Возможно, откройся она де Мону, из его глаз исчезла бы эта унижающая доброта… но ведь и он ни о чем ее не спрашивал! Ангелина, вконец измученная дорогой и беременностью, была уверена, что де Мону просто не терпится сбыть ее с рук.
Зрелище города Кале, окруженного болотами и песками, не улучшило ее самочувствия. Еще не видя округи, только услышав вой ветра и мерный плеск морских волн, Ангелина ощутила, что слезы близко, а уж когда вышла из кареты, ею овладело странное чувство, будто она приехала на край света: там необозримое море и конец земли. Слезы полились ручьем!
Впереди было счастье встречи с отцом и матерью – отчего же Ангелина не ощущала никакой радости, ничего, кроме отчаянной тоски?
Де Мон тотчас отправился в порт, почему-то не велев Ангелине и Оливье устраиваться в гостиницу. Они сидели прямо на траве, привалившись к задку кареты, не говоря между собой ни слова; лошади побрякивали удилами, выл ветер, и листья уныло шумели над головой.
– Проклятый стряпчий! – проворчал Оливье. – Думаешь, я не знаю, почему он не повез нас в гостиницу? Боится, что мы тотчас завалимся в постель! И ей-богу, может, хоть этим займемся? Я чуть не помер со скуки в пути, да и здесь зевота челюсти сводит. Пошли, а? Я давно готов!
Он шаловливо откинул полу сюртука, и Ангелина увидела, что Оливье действительно готов. Однако она, к своему изумлению и радости, не ощутила в себе ни малейшего волнения. Поведение Оливье показалось ей неприличным.

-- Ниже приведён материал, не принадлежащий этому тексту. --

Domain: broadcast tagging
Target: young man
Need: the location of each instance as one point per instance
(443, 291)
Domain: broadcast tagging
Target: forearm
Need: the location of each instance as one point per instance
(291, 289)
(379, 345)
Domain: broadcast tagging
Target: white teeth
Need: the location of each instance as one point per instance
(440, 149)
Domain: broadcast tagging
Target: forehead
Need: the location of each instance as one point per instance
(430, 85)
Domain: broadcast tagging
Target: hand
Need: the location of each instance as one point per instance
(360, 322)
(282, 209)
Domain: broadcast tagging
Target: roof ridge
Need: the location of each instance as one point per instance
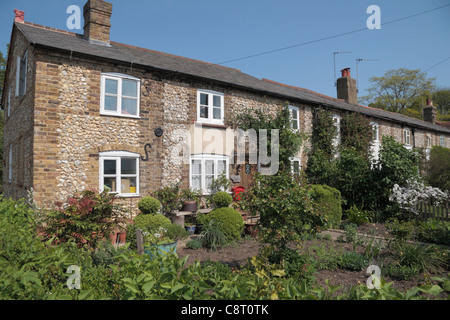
(49, 28)
(171, 55)
(302, 89)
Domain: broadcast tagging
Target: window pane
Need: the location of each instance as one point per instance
(129, 106)
(110, 103)
(296, 167)
(128, 185)
(111, 86)
(109, 167)
(208, 181)
(217, 114)
(203, 99)
(221, 167)
(203, 112)
(209, 167)
(196, 182)
(129, 88)
(110, 183)
(128, 166)
(217, 101)
(196, 167)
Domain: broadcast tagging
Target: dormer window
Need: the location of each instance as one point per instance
(210, 107)
(120, 95)
(294, 114)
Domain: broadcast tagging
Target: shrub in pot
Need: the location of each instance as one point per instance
(149, 205)
(222, 199)
(228, 220)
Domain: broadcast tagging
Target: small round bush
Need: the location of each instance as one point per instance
(222, 199)
(228, 220)
(149, 205)
(194, 244)
(151, 223)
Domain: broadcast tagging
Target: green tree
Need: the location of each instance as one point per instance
(438, 168)
(399, 89)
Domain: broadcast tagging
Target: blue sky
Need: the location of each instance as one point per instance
(221, 30)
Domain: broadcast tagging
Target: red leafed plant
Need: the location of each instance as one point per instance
(85, 218)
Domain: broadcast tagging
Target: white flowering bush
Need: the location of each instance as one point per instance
(415, 192)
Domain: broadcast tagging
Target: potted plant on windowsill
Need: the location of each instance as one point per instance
(190, 199)
(158, 242)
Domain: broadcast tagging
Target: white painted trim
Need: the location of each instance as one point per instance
(119, 78)
(210, 118)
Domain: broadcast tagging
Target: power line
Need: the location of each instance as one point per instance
(329, 37)
(437, 64)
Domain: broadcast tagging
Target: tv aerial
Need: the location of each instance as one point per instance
(334, 61)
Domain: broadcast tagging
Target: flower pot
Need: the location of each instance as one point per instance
(190, 206)
(191, 229)
(160, 248)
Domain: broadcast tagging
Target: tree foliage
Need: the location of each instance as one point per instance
(399, 89)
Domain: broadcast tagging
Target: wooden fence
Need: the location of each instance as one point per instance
(428, 210)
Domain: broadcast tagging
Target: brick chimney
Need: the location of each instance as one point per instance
(346, 87)
(97, 16)
(19, 15)
(429, 112)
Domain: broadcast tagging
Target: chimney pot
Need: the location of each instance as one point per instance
(97, 16)
(345, 72)
(346, 87)
(19, 15)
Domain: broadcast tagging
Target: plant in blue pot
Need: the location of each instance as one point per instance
(158, 242)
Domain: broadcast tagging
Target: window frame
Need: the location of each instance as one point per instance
(293, 160)
(428, 142)
(407, 137)
(210, 106)
(118, 156)
(376, 132)
(203, 158)
(21, 74)
(291, 108)
(119, 78)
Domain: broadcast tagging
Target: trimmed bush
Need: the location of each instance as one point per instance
(222, 199)
(149, 205)
(329, 200)
(228, 220)
(151, 223)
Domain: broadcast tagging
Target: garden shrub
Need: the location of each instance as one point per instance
(176, 232)
(212, 236)
(194, 244)
(438, 168)
(228, 220)
(222, 199)
(329, 200)
(151, 223)
(149, 205)
(86, 218)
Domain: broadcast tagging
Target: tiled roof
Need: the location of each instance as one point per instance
(75, 44)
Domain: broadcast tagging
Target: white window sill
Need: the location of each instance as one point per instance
(102, 113)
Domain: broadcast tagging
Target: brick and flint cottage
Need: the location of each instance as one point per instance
(84, 112)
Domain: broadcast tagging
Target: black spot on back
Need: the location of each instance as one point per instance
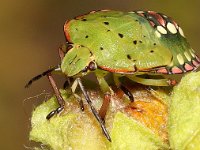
(128, 56)
(106, 23)
(151, 51)
(101, 48)
(120, 35)
(84, 19)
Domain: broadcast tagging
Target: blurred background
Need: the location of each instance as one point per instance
(30, 33)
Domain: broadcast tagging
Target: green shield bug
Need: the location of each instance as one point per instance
(127, 44)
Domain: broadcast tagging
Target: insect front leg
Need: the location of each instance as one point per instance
(60, 100)
(73, 87)
(94, 111)
(122, 87)
(105, 88)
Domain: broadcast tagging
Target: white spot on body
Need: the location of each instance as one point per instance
(187, 56)
(161, 30)
(171, 64)
(192, 53)
(171, 28)
(180, 59)
(140, 12)
(181, 31)
(158, 34)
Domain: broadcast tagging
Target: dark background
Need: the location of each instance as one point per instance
(30, 33)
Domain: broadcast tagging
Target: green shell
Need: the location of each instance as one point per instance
(126, 42)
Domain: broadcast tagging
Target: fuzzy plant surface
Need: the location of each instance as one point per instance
(157, 119)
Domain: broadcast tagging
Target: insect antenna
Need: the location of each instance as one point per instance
(41, 75)
(94, 111)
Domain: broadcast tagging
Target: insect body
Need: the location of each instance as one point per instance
(125, 43)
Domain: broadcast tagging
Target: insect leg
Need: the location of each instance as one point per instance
(57, 68)
(60, 100)
(153, 82)
(94, 111)
(107, 93)
(73, 87)
(123, 88)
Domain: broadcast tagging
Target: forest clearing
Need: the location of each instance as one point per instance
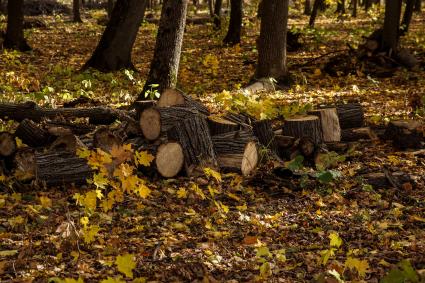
(138, 147)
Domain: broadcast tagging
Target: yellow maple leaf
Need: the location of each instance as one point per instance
(335, 240)
(182, 193)
(362, 266)
(143, 158)
(126, 264)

– А бывало, помню… – пробурчал он, заметив выражение ее лица.
– Да, бывало, – невозмутимо кивнула она, – да все миновало.

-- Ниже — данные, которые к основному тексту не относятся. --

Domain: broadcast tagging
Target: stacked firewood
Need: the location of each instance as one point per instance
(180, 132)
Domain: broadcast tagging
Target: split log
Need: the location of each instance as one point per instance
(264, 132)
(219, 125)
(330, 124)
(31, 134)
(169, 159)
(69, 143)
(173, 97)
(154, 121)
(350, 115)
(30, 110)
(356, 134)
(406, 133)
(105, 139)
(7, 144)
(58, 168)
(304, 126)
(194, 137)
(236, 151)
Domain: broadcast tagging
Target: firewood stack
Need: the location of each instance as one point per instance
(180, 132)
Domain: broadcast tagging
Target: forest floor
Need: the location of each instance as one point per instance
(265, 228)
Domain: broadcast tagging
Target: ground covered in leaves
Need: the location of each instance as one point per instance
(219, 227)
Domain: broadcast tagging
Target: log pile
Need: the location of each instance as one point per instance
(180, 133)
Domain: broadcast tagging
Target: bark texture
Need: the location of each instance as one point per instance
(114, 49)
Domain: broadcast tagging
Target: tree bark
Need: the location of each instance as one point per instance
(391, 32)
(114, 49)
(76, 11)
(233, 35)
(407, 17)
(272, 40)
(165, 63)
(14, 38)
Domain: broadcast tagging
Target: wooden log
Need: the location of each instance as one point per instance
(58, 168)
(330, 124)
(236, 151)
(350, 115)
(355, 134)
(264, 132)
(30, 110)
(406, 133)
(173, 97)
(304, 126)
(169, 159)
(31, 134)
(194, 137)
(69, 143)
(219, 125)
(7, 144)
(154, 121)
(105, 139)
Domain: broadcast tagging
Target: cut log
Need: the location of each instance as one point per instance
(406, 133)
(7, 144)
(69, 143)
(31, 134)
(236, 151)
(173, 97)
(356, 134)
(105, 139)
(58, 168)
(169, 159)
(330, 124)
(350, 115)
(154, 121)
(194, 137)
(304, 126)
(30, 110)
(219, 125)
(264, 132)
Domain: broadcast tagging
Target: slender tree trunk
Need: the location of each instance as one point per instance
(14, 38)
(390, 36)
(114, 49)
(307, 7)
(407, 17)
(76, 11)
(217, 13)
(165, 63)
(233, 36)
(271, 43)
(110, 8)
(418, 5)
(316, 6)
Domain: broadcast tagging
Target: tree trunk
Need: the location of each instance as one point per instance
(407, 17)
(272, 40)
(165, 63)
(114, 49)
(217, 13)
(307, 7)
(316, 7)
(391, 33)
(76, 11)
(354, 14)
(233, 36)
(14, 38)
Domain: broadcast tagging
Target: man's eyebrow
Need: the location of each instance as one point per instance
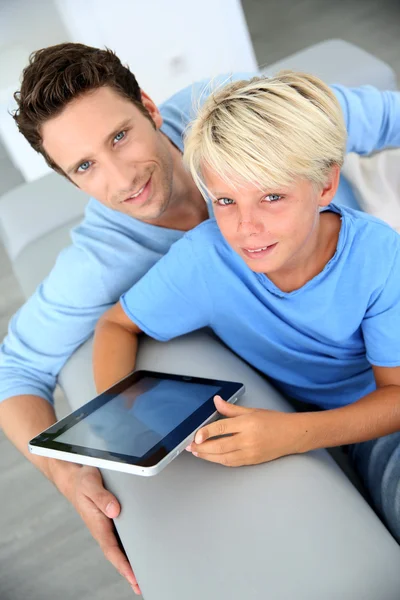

– Гляди, какие мы стали! – прошипел Оливье. – Что делает богатство с людьми. Не больно-то заносись, знаешь ли… Тщеславие неприятно в мужчине, а в женщине – особенно.

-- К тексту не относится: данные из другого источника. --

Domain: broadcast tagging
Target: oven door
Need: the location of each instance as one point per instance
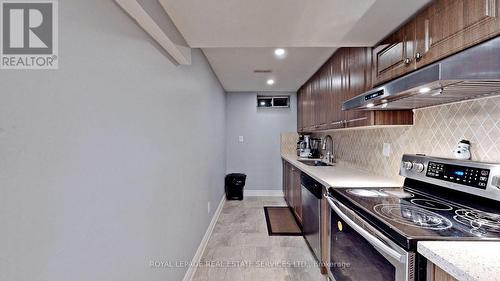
(359, 252)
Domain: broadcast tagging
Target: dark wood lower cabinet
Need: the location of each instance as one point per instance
(291, 189)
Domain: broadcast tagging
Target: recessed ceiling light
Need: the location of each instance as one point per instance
(279, 52)
(424, 90)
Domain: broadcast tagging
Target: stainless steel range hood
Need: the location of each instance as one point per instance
(470, 74)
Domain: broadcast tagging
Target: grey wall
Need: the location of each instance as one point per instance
(259, 155)
(94, 178)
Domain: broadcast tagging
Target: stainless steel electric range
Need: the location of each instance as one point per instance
(374, 232)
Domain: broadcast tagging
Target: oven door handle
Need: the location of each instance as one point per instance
(368, 236)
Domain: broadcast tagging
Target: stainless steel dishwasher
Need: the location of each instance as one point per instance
(311, 192)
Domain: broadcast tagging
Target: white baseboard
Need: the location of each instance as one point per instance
(263, 193)
(203, 244)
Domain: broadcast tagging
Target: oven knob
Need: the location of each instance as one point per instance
(418, 167)
(407, 165)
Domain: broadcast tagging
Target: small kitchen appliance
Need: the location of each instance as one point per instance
(377, 230)
(305, 147)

– Уж соловей умолк, но слышу песнь его, – засмеялась Ангелина. – Узнаю песни тетушки Марго!
Оливье насупился.
– Ты так изменилась, Анжель! Ты стала совсем другой! Но ничего! Это все беременность, – заявил он с видом знатока. – Погоди, родишь – и сама себя не узнаешь! Готов держать пари, что мы еще не раз украсим голову твоего мужа ветвистыми, кустистыми, развесистыми рогами.